Men Taking Psilocybin Are Less Likely to Act Violently
The newly published research showed that males reporting any experience using lysergic acid diethylamide (LSD), psilocybin mushrooms, or both had decreased odds of acting violently towards their current partner. Furthermore, the research revealed that male psychedelic users report better emotion regulation when compared to males with no history of psychedelic use.

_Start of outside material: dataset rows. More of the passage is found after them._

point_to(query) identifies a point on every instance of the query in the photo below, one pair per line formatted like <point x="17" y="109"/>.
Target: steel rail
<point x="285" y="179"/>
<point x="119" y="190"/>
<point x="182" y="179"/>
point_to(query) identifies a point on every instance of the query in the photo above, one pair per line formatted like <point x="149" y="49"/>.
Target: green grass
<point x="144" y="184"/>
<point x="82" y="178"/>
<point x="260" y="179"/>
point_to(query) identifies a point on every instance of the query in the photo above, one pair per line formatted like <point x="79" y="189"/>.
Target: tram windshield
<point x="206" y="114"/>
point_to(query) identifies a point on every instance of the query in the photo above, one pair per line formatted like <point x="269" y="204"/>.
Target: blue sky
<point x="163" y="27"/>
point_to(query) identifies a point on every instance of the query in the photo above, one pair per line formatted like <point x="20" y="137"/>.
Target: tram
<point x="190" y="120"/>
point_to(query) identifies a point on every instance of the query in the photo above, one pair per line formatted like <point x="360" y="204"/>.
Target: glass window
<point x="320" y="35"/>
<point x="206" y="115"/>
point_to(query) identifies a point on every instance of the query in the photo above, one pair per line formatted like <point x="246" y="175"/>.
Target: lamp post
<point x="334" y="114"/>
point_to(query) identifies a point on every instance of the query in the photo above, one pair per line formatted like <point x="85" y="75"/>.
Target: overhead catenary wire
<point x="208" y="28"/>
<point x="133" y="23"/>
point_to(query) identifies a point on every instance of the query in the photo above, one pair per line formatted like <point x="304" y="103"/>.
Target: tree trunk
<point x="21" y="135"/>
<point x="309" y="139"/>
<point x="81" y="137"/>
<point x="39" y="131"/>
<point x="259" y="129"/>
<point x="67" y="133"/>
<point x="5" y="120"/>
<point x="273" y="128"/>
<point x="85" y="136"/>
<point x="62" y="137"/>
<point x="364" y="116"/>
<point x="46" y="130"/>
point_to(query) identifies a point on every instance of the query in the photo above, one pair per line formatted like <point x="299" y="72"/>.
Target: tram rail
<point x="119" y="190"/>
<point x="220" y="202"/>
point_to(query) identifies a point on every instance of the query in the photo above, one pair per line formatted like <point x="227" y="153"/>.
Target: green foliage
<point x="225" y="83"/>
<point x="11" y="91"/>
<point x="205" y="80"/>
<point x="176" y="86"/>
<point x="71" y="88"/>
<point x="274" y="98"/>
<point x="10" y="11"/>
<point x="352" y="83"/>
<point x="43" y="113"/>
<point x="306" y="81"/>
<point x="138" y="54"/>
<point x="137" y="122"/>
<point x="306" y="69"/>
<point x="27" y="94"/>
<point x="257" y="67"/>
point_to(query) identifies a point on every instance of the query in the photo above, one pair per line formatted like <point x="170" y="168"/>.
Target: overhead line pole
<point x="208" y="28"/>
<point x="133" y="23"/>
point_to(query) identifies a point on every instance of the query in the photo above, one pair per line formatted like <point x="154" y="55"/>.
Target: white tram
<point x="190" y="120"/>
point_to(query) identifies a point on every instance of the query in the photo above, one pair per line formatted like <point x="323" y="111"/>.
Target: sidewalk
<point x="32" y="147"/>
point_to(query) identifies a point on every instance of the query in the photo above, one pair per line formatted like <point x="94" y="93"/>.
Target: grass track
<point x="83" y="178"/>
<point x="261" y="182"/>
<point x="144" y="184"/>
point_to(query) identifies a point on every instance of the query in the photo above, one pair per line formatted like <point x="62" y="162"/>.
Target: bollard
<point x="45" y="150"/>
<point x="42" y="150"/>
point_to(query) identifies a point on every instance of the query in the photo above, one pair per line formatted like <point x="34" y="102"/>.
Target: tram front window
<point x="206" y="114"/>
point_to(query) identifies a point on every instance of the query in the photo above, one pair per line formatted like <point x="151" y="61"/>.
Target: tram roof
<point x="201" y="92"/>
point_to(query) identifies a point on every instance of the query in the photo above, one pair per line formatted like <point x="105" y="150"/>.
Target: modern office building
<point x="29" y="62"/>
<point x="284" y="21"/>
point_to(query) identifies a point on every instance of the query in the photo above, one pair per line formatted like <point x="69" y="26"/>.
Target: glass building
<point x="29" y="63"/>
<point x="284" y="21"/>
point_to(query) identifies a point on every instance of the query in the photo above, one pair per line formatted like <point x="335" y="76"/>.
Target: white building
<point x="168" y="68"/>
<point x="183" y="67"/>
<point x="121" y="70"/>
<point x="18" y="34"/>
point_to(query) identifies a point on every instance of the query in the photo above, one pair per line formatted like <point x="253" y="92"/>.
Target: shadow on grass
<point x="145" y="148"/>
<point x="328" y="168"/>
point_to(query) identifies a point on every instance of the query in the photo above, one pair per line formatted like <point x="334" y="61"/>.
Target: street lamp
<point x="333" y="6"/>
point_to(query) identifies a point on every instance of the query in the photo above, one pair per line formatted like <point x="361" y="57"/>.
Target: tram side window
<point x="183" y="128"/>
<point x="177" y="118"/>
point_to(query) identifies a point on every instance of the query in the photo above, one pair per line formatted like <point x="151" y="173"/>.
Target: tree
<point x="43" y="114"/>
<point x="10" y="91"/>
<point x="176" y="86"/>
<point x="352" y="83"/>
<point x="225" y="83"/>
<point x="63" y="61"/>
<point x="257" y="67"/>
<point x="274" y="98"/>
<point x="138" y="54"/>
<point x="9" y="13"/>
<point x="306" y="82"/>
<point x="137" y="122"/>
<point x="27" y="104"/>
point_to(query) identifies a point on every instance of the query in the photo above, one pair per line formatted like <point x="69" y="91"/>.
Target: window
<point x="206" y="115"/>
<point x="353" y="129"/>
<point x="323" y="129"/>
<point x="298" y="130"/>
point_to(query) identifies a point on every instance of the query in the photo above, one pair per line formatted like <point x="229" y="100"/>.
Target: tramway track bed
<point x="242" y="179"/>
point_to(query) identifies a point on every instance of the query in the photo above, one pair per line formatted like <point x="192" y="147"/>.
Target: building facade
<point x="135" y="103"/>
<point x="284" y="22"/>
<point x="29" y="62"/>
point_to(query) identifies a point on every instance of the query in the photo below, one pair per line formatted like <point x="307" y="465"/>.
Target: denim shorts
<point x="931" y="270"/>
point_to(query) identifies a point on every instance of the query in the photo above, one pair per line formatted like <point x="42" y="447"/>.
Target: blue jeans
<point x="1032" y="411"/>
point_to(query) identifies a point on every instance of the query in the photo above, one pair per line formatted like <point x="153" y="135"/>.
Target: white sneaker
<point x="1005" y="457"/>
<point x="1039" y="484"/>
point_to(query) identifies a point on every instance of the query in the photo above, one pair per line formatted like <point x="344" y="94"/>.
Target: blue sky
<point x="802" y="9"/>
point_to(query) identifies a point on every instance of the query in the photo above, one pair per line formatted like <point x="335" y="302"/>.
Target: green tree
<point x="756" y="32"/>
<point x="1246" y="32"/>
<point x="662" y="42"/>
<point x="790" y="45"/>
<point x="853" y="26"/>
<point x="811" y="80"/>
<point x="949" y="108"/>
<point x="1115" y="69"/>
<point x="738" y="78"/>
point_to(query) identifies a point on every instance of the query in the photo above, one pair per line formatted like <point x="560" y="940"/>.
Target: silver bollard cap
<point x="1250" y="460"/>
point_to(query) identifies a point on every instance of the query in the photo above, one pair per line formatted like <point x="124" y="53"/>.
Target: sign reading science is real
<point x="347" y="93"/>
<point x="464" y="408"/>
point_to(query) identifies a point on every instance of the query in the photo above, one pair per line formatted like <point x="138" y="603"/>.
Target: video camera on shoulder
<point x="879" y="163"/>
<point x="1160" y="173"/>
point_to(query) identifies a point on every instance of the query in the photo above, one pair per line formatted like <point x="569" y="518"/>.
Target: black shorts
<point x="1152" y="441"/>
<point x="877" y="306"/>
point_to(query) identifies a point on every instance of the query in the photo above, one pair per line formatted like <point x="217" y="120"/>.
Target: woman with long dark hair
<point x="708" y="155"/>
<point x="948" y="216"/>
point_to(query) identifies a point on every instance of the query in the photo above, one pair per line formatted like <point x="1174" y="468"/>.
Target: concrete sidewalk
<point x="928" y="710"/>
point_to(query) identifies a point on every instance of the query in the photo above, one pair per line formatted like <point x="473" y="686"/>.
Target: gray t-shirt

Forbes recently summarized the study by saying: “men who reported previous use of psychedelic drugs (a.k.a hallucinogens) were less likely to act violently toward their intimate partners, based on their self-reported emotional habits.” The article also pointed out that earlier studies demonstrated “a negative (or inverse) relationship between psychedelics and violence, and suggest that these recreational drugs may offer a meaningful way to help strengthen our emotional regulation skills and end intimate partner violence.” 2
Overall, the Canadian research team observed that men who had any experience using mushrooms or LSD were about half as likely to behave violently against their current partners as men who had no experience with such psychedelic drugs.
The study did not uncover a statistically significant correlation between women who consume psychedelics and a reduced tendency towards violent behavior. In fact, the authors noted that their research “did not extend to females.” Nevertheless, Forbes concluded that “Studies and personal experience suggest that hallucinogens could still be useful to women for plenty of other reasons.”